Chart depicting projected budget shortfalls Credit: Credit: City of Charlottesville

Charlottesville officials will not adopt next fiscal year’s budget for another four months, but the City Council has already begun a debate on how to make ends meet.

“This is the start of a new season for budgeting,” said Mayor Satyendra Huja. “We will soon find out there is less money than desired.”

The council was presented Monday with a projected $4.3 million shortfall at a work session designed to get their general direction on how staff should proceed.

Though City Manager Maurice Jones will not recommend a budget until late February, budget staff members are forecasting projected revenues of $152.4 million for fiscal year 2016.

However, they are also projecting expenditures of $156.7 million for next year, resulting in the $4.3 million deficit. Virginia law requires localities to balance their budgets, which means the council must either raise more revenue or plan to cut spending.

The projected budget assumes that the city will maintain its property tax on real estate at 95 cents per $100 of assessed value.

“These numbers are not firm by any means,” said Leslie Beauregard, the city’s budget director. “We have a lot of work to do over the next several months to get to a balanced budget.”

The numbers will become a bit firmer when Gov. Terry McAuliffe releases his recommended state budget on Dec. 17. That will tell city budget staff how much to expect in reductions of state funding.

In the meantime, the council debated various ways to close the shortfall.

An additional penny on the real estate tax rate would bring in nearly $570,000. Raising the meals tax by one cent would yield an additional $2.1 million and adding a penny to the lodging tax would bring in $514,000.

Councilor Kristin Szakos said she could support a property tax increase.

“All of the other cities [in Virginia] have recognized that federal and state funding isn’t what it used to be and our citizens expect certain services from us,” Szakos said. “They expect us to be looking at how [we] help people out of poverty.”

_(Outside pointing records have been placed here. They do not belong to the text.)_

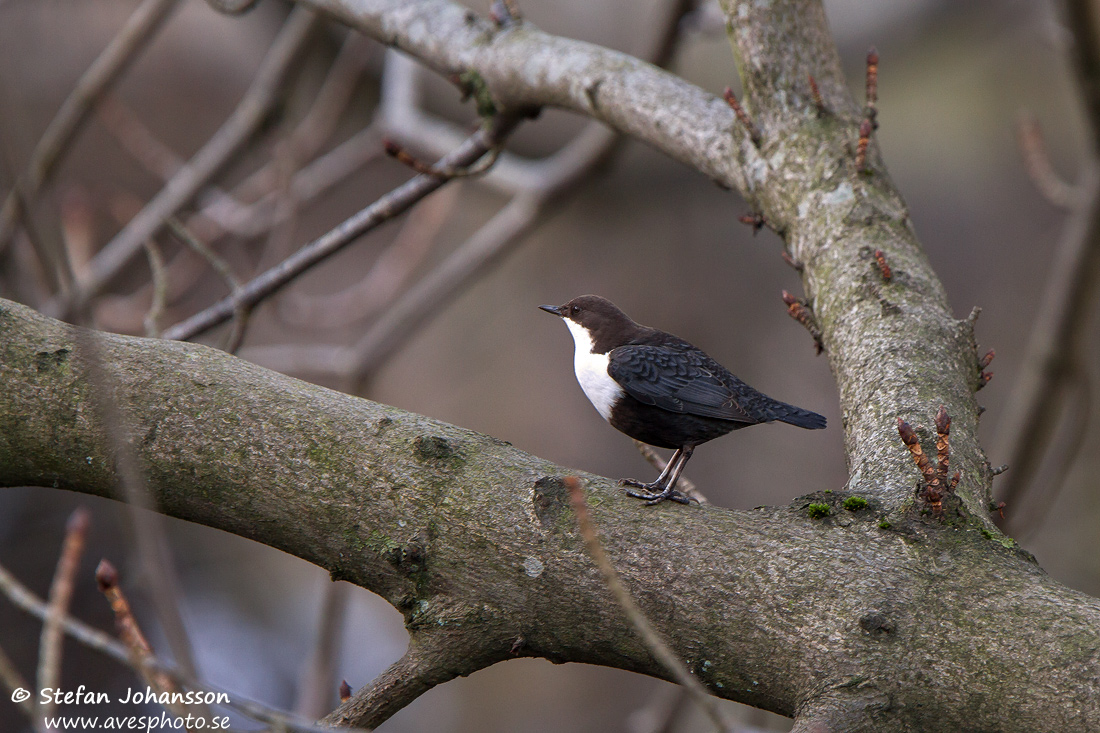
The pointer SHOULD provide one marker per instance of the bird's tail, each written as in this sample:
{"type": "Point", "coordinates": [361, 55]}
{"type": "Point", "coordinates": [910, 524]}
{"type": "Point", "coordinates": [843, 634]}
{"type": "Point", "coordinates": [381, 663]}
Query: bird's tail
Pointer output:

However, Huja said he was “totally opposed” to any increase in the real estate property tax, but would be open to increasing the meals tax if the additional revenue would be transferred to the schools.

“Especially for the schools if I can see some return for that extra money like an improvement in the student drop-out rate,” Huja said.

Councilor Dede Smith said the city should not generate any additional revenue through taxes without carefully examining how it would be spent.

“We have the responsibility to ask for some accountability,” Smith said. “I am very weary of increasing the meals tax just because of conversations with restaurant owners. I believe them when they say their margins are small.”

Councilor Bob Fenwick said he felt the meals tax would hurt low-income residents more than higher-income residents.

Szakos said she could support a meals tax.

“I think a meals tax when we’ve seen it working in other cities that it really can benefit not just schools but the restaurants themselves,” Szakos said, referring to marketing campaigns in other communities that encourage citizens to eat out to support education. She added that both the Blue Ribbon Commission and the Youth Council have endorsed the idea.

City Councilor Kathy Galvin said she believes the council has to take a look at tax increases to help pay for the school system’s growing needs, such as replacing aging buildings and investing in preschool initiatives the city doesn’t currently offer.

“We can’t do all these things that we know we need to do without resources,” Galvin said. “The achievement gap is persistent and it is tied to that preschool gap.”

The city’s budget will be augmented by an anticipated $16.2 million in revenue-sharing funds from Albemarle. The two localities have had an agreement since 1982 when Charlottesville agreed to stop annexing county land in exchange for a payment.

However, the General Assembly placed a moratorium on annexations in 1987. Changes to the city-county revenue sharing agreement require agreement by both parties.

The city planning commission is scheduled to have a public hearing on the capital improvement program on Tuesday night.

The city manager’s budget is slated to be formally presented to Council on March 2. The elected officials plan to hold budget work sessions on March 5, March 12 and March 26 before adopting the budget on April 9. Additionally, a community budget forum is set for March 18.